So today I thought I would get to church. It is communion Sunday and as a deacon, I usually help serve. But today I am at home with the youngest. Yesterday he said he wanted me to go to church and I believe he did. This morning he said he wanted me to go, but then asked if I could stay and maybe next Sunday he could go with me, So I stayed home.
this disease of anxiety, heaped upon anxiety is not predictable. But we are making progress. He said this morning that his stess level was a 5 or 6 and when asked what he thought it would be like if I went to church he said ” probably a 9 or 10″ . ( scale of 1 to 10 – 10 being the worst) This is better than a few weeks ago when ,if I left it would have been a 12 or higher!! So the progress is there, though slow and I have to ask what have we learned from being stuck and there are several things to remember.
- I have to be aware and ask the right question – not just “are you ok?”

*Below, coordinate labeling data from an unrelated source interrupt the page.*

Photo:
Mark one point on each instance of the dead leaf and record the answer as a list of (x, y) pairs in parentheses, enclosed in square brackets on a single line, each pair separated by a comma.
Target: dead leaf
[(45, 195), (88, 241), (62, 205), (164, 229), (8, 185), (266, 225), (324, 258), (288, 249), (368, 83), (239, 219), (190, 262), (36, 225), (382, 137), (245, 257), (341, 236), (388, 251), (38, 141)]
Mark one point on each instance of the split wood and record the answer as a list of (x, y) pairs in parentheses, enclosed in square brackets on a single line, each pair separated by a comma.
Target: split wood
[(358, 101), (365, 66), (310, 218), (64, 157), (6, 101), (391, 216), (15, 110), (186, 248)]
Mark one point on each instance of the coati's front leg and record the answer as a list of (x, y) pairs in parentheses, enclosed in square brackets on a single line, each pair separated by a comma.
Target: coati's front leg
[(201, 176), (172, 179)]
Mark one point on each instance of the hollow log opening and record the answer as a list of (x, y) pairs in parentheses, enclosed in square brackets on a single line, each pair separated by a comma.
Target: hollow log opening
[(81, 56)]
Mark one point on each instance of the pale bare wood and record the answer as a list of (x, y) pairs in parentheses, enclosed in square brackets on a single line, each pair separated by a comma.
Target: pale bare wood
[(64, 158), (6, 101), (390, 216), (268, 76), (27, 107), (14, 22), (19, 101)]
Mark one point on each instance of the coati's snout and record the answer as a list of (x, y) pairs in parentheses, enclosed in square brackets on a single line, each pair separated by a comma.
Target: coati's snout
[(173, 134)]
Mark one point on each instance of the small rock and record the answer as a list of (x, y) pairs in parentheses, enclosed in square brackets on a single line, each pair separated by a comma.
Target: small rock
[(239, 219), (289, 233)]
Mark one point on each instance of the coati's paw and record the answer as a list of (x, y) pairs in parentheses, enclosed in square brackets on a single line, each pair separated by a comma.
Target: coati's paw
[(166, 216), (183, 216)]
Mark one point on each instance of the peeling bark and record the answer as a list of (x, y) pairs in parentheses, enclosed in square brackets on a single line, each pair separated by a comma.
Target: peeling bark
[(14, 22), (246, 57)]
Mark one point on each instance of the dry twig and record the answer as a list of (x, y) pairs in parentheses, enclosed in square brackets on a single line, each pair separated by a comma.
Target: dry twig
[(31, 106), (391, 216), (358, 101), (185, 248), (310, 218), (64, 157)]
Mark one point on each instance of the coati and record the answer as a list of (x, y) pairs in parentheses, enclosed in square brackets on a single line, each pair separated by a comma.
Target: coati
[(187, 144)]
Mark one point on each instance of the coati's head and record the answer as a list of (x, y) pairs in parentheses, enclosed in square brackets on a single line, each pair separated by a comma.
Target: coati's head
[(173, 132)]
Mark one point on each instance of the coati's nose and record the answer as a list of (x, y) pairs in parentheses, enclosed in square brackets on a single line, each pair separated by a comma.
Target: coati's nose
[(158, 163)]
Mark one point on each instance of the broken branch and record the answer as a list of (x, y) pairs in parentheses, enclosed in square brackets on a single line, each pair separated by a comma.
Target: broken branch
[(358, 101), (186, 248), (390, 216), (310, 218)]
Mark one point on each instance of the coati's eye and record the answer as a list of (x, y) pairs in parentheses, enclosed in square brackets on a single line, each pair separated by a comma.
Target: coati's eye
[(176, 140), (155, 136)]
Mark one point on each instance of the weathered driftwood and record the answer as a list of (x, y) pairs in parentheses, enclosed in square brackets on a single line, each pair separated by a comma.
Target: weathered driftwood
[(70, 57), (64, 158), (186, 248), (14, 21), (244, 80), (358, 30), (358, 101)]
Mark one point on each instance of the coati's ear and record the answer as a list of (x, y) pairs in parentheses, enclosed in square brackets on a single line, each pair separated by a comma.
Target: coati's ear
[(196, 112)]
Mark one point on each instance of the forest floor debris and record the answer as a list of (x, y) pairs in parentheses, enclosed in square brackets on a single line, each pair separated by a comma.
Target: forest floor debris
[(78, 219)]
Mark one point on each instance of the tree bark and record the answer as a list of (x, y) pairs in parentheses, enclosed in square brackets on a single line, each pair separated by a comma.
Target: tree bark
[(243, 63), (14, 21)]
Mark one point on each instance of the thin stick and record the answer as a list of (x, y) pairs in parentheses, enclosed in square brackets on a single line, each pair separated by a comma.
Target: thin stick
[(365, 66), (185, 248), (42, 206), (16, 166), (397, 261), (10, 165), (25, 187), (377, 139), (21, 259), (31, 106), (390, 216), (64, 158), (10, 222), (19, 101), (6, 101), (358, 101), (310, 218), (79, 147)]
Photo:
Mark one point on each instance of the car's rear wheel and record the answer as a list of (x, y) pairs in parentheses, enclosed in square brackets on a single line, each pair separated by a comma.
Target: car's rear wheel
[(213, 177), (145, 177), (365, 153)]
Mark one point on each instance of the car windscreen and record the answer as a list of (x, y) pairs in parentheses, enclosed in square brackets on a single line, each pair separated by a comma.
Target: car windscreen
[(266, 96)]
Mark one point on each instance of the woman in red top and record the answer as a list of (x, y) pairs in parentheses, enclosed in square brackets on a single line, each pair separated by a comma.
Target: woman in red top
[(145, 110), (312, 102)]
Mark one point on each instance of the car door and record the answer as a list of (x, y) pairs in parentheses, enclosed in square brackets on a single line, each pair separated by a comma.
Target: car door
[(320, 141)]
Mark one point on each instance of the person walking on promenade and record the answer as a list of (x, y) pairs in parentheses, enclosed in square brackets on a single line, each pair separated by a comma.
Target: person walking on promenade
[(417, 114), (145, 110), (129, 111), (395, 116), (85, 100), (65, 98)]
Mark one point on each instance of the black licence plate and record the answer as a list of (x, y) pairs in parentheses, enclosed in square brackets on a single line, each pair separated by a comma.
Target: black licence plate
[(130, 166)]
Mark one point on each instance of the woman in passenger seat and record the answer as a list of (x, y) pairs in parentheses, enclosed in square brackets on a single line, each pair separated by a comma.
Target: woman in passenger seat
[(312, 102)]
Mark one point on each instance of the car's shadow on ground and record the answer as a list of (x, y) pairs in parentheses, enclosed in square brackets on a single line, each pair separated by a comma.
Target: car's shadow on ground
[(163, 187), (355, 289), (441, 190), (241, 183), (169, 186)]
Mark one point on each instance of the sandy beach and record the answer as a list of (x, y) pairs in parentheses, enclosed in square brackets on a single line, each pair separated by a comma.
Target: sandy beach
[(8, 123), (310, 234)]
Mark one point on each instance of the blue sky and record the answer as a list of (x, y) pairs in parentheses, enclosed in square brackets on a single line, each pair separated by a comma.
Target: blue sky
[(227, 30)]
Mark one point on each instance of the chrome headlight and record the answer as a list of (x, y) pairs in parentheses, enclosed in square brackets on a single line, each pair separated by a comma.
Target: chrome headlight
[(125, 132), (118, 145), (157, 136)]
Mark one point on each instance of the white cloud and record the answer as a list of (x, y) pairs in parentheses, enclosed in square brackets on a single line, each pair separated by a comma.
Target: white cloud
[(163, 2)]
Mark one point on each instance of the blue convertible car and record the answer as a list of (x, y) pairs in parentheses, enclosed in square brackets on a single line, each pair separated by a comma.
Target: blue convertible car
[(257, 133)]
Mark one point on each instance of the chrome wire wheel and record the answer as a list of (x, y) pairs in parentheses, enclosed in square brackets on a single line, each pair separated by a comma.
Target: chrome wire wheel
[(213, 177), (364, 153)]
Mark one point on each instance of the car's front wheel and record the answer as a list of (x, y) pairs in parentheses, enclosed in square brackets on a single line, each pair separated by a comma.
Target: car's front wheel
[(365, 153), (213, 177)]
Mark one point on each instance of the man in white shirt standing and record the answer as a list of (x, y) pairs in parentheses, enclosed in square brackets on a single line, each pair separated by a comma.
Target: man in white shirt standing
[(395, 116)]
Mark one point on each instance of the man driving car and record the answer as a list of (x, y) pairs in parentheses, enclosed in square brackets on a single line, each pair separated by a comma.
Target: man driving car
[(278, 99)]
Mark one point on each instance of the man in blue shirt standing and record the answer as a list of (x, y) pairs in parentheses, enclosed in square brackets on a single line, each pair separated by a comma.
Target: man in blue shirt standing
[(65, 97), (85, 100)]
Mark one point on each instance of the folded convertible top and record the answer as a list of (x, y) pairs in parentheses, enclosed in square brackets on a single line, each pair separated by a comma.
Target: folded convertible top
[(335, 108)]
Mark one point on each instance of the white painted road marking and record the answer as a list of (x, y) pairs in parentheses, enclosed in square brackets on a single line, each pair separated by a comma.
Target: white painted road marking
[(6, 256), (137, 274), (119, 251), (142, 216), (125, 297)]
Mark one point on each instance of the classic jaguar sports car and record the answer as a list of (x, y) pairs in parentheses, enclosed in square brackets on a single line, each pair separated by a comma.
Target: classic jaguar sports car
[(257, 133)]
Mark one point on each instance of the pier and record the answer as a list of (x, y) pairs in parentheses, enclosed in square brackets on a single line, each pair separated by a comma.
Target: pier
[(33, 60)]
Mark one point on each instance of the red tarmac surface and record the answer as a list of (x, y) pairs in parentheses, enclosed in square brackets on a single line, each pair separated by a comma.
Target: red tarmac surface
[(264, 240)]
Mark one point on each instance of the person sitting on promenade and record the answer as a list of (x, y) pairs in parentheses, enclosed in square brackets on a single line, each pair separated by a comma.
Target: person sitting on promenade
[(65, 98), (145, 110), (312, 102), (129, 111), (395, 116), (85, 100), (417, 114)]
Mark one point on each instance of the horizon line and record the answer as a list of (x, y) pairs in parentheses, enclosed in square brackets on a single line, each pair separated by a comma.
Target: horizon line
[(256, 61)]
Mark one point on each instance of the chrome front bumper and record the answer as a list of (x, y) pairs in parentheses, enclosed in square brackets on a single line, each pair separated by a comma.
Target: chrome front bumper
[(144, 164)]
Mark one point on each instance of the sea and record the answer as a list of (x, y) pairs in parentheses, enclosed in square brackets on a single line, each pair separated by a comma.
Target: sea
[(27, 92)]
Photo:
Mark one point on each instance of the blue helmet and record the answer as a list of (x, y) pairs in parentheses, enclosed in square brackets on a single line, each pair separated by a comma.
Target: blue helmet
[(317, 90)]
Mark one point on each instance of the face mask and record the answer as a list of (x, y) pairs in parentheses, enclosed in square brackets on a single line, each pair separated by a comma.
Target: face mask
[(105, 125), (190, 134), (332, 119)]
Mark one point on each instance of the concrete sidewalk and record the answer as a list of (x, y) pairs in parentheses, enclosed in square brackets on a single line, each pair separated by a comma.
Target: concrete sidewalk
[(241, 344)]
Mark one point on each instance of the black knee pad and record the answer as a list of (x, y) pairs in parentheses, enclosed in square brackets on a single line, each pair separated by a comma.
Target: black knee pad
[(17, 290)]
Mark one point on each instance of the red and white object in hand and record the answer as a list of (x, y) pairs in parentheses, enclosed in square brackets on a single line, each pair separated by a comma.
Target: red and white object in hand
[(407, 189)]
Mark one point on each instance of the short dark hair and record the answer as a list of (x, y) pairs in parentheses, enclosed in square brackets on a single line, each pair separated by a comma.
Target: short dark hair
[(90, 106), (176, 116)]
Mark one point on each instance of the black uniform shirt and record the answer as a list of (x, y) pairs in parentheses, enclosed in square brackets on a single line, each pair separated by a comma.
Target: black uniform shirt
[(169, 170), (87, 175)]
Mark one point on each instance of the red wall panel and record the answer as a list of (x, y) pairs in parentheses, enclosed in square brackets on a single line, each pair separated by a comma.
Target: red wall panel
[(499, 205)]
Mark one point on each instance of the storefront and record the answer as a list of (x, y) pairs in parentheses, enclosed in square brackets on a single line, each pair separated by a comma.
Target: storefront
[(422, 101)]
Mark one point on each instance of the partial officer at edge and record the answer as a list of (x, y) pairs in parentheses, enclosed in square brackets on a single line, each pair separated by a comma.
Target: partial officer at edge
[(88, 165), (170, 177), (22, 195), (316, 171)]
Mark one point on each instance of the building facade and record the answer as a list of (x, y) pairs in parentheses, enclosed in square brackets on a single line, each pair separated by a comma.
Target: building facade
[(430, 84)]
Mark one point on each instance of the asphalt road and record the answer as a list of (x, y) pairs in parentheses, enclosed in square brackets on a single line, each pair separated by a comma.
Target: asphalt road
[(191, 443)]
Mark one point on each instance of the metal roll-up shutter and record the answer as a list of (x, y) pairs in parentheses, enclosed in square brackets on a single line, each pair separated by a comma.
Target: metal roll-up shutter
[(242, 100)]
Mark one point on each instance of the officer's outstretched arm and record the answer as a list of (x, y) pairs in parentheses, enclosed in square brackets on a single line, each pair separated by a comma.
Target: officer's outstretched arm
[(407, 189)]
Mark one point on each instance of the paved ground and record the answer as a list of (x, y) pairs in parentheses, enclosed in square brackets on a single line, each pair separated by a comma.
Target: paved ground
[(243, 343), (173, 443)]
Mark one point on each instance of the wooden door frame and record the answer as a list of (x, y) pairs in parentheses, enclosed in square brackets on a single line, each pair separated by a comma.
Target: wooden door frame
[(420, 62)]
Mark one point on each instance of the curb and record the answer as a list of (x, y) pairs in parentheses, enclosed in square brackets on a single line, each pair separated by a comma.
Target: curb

- anxiety can be from good news (being an uncle) or bad – the stress chemicals the brain produces are the same!
- patience , patience , patience is called for always
So a few more nuggets of knowledge for the tool box to remember and to use I also have to remember that the youngest hides his distress because when he was in psychosis, the voices would tell him not to say anything. And as he confessed to me ” I didn’t want to tell you because I didn’t want you to think I was crazy ” so another conundrum to deal with in this skewed brain disease – making sure to ask the right questions as well as observing the subtle changes. At least there is progress, though it is slow and steady.